A responsibility for the Data team at Airbnb is to scale the ability to make decisions using data. We democratize data access to empower all employees to make data-informed decisions, give everybody the ability to use experiments to correctly measure the impact of their decisions, and turn insights on user preferences into data products that improve the experience of using Airbnb. Recently, we’ve started to tackle a different type of problem. As an organization grows, how do we make sure that an insight uncovered by one person effectively transfers beyond the targeted recipient? Internally, we call this scaling knowledge.
When our team consisted of just a handful of people, it was easy to share and discover research findings and techniques. But as our team has grown, issues that were once minor have become more significant. Take the case of Jennifer, a new data scientist looking to expand on work produced by a colleague on the topic of host rejections. Here’s what we’d see happening:
- Jennifer asks other people on the team for any previous work, and is sent a mixed bag of presentations, emails, and Google Docs.
- The previous work doesn’t have the up-to-date code. Jennifer tracks down the local copy on the original author’s machine or an outdated GitHub link.
- After fiddling with the code, Jennifer realizes it’s slightly different from what made the previous plots. Jennifer decides to either adapt the deviated code or start from scratch.
- After spending time reproducing the results, or giving up and starting from scratch, she does her work.
- Jennifer distributes the results through a presentation, email, or Google Doc, perpetuating the cycle.
Based on conversations with other companies, this experience is all too common. As an organization grows, the cost of transmitting knowledge across teams and across time increases. An inefficient and anarchic research environment raises this cost, slowing down analysis and the speed of decision making. Thus, a more streamlined solution can expedite the rate at which decisions are made and keep the company nimble atop a growing base of knowledge.
As we saw this problematic workflow play out over and over, we realized that we could do better. As a team, we got together and decided on five key tenets for what we wanted in our DS research:
- Reproducibility — There should be no opportunity for code forks. The entire set of queries, transforms, visualizations, and write-up should be contained in each contribution and be up to date with the results.
- Quality — No piece of research should be shared without being reviewed for correctness and precision.

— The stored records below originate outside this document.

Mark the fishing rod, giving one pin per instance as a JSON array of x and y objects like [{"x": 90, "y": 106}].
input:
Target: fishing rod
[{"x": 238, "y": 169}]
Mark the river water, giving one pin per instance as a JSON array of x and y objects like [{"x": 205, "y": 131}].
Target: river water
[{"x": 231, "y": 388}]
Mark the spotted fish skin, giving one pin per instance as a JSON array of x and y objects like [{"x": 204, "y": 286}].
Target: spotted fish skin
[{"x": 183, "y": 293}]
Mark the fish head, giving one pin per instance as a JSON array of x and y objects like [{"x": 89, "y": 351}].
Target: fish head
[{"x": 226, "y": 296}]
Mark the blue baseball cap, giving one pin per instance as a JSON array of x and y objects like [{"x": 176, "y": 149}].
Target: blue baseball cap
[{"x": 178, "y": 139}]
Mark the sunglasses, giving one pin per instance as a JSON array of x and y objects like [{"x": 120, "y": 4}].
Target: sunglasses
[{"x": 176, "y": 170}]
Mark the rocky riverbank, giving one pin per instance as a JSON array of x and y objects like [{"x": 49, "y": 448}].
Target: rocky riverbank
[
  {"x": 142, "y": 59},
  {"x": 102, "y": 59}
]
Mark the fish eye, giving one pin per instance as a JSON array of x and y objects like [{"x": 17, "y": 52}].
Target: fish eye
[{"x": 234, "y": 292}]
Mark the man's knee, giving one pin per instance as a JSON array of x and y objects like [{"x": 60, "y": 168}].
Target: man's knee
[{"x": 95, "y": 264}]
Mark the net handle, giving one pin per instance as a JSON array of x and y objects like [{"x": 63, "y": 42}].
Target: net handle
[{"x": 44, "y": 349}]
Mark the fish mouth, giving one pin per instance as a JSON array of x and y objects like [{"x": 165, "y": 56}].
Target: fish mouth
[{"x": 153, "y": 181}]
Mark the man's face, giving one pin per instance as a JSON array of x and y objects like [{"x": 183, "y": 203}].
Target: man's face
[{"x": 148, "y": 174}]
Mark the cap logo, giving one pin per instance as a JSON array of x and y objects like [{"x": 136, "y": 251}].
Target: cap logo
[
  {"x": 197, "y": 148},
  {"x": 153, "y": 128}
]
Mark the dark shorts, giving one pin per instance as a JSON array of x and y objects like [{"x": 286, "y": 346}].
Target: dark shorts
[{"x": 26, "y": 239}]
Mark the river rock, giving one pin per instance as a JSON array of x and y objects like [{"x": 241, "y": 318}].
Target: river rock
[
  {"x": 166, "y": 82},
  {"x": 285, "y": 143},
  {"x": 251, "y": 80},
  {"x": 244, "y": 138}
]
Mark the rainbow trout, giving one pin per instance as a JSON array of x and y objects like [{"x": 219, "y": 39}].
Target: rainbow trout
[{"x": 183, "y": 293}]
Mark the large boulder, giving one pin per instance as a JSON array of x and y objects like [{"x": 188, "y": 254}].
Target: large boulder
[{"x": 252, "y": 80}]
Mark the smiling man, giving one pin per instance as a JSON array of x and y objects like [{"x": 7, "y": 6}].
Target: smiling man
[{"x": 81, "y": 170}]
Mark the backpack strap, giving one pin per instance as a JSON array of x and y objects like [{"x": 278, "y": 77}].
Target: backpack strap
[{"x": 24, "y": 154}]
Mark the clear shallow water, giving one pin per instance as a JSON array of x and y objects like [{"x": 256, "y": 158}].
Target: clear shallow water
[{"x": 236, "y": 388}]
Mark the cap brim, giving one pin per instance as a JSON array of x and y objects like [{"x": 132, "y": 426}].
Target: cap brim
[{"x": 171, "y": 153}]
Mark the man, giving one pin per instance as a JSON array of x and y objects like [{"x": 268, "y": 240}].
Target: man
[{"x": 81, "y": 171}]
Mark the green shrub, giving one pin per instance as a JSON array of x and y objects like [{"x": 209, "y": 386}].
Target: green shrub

- Consumability — The results should be understandable to readers besides the author. Aesthetics should be consistent and on brand across research.
- Discoverability — Anyone should be able to find, navigate, and stay up to date on the existing set of work on a topic.
- Learning — In line with reproducibility, other researchers should be able to expand their abilities with tools and techniques from others’ work.
With these tenets in mind, we surveyed the existing set of tools that had solved these problems in isolation. We noticed that R Markdowns and iPython notebooks solved the issue of reproducibility by marrying code and results. Github provided a framework for a review process, but wasn’t well adapted to content outside of code and writing, such as images. Discoverability was usually based on folder organization, but other sites such as Quora were structuring many-to-one topic inheritance with tags. Learning was based on whatever code had been committed online, or via personal relationships.
Together, we combined these ideas into one system. Our solution combines a process around contributing and reviewing work, with a tool to present and distribute it. Internally, we call it the Knowledge Repo.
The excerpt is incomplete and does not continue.